If interest rates remain high, delinquency rates may rise, leading to an increase in banks’ loan losses.
Rising interest rates have also pushed mortgage rates towards 7%, the highest level since December. This has left many prospective home buyers on the sidelines, leading to a sharp decline in mortgage transactions for major banks, which are their source of income.
The S&P 500’s real estate sector is down 7.2% this year, making it the worst performing of the 11 segments and the only one in the red.
Changes in interest rates are hitting smaller banks harder than big banks.

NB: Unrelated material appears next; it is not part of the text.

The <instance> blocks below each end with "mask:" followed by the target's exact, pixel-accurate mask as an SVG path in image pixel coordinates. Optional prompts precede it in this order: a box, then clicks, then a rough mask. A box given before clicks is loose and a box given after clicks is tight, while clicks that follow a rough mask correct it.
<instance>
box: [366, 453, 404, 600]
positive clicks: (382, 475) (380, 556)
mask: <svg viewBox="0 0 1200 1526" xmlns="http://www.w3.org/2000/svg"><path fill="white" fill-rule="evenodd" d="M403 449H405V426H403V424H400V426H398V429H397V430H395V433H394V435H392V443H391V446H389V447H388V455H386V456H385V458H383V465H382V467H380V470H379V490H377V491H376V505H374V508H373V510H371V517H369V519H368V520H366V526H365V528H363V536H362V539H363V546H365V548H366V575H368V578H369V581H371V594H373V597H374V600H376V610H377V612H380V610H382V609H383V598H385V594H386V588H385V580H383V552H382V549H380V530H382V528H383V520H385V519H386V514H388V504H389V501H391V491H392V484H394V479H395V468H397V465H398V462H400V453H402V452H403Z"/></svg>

The KBW Nasdaq Bank Index, which includes leading companies such as JPMorgan, has risen 2.1% since the beginning of the year, while the index of regional bank stocks has fallen 13%.
energy
Stock prices of oil and gas companies have risen further since they were among the top performers in 2022. Rising oil prices are boosting profits for oil and gas suppliers, while the sector’s largest companies are trading at a discount to the broader market. Exxon and Chevron trade at about 13 times and 12 times earnings, respectively, over the past 12 months. The S&P 500 trades at about 20x.
The S&P 500’s energy sector is up nearly 10% over the past month, outperforming every other sector in the composite index by at least 3 percentage points.